A: No. Even if you have an accessibility solution created, Blackboard Ally's score for the inaccessible resource will remain low. 

Q: How does Blackboard Ally assess the accessibility of infographics?

A: Usually as images, requiring alt-text to be accessible. 

Q: Are there copyright implications to Blackboard Ally creating alternative formats of resources that students can download?

A: Blackboard Ally does not store resources permanently, and in fact caches them for 30 days, which means that there is no alternative version being created permanently by Blackboard Ally. Additionally, City's library has a copyright librarian who ensures compliance around these issues.

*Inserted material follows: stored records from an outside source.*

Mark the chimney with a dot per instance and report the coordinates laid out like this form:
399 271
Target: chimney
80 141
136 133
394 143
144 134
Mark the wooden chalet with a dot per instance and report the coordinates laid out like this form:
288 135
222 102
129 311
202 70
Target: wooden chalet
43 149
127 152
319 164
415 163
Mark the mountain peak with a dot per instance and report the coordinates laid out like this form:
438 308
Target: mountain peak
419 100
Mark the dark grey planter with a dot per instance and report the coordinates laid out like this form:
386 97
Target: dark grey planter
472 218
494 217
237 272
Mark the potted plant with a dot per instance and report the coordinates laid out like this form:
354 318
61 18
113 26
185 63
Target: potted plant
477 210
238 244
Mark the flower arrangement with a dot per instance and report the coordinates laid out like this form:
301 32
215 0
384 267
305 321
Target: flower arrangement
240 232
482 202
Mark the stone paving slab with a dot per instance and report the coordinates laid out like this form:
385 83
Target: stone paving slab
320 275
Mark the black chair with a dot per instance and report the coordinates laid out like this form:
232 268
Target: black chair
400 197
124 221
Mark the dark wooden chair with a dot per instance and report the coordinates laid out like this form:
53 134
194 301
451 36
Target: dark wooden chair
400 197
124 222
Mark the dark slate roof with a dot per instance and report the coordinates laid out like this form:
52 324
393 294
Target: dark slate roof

Finally, Blackboard Ally's Terms of Use for student downloads are:

“You can only download an alternative format if at least one of the following is true:

  • You own the copyright (e.g., it's your own work),
  • You have permission (e.g., a licence) from the copyright holder,
  • The copyright has expired,
  • You have a disability that permits the creation of accessible versions of copyrighted materials under applicable copyright law such as the Chafee Amendment in the United States (17 U.S. Code § 121) or the Copyright, Designs and Patents Act, 1988, Section 31A in the United Kingdom, and you agree to abide by all limitations of such laws,
  • Any other copyright exceptions such as fair dealing or fair use apply,
  • Alternative formats are for personal use only and you may not copy, post or share the alternative format with others. You will be fully responsible for damages arising from your failure to comply with these terms.”

Further resources

Blackboard Ally has a number of guidance pages:

Coming Soon - Alternative formats

Blackboard Ally automatically processes all files added to a Moodle module and creates alternative formats for students to view the materials in. These alternative formats are created automatically by Blackboard Ally, and do not require any extra actions from lecturers. Lecturers can disable any alternative format options for a particular resource using the "edit" function.

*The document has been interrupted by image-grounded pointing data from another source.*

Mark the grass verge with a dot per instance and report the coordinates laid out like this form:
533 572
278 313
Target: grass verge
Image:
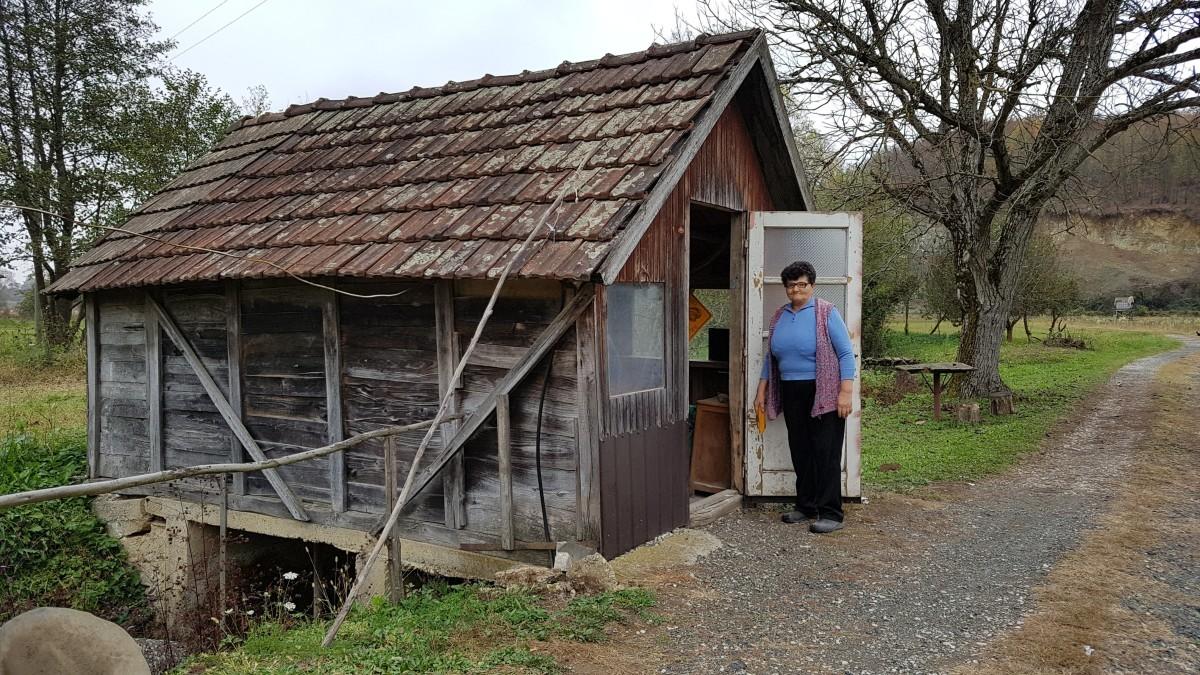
468 628
904 448
54 553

The first time a particular alternative format is selected for a resource, it may take a few minutes to be ready, but will subsequently be ready automatically. Students can choose from a range of alternative formats according to their preferences:

  • OCR PDFS can be created if scanned PDFs that are clear enough for Blackboard Ally to read.
  • Tagged PDFs (accessible PDFs that require no additional software/apps to read) can be created from Word documents and PowerPoint presentations.
  • Epub files can be created from Word documents, PowerPoint presentations, PDFs and HTML files (including labels) to be read on e-reading software/apps like Apple Books or Thorium which also allow notes and highlighting.
  • BeeLine is an alternative format that changes text into different colour combinations to assist with dyslexia and ADHD. BeeLine files can be created from Word documents, PowerPoint presentations, PDFs and HTML files (including labels).
  • HTML format can be created from Word documents, PowerPoint presentations and PDFs
  • Audio/mp4 files can be created from Word documents, PowerPoint presentations, PDFs and HTML files (including labels). Audio files cannot currently be created for resources over 100,000 characters/around 30 pages. 
  • Electronic Braille files can be created from Word documents, PowerPoint presentations, PDFs and HTML files (including labels). These files require specific software to then be used.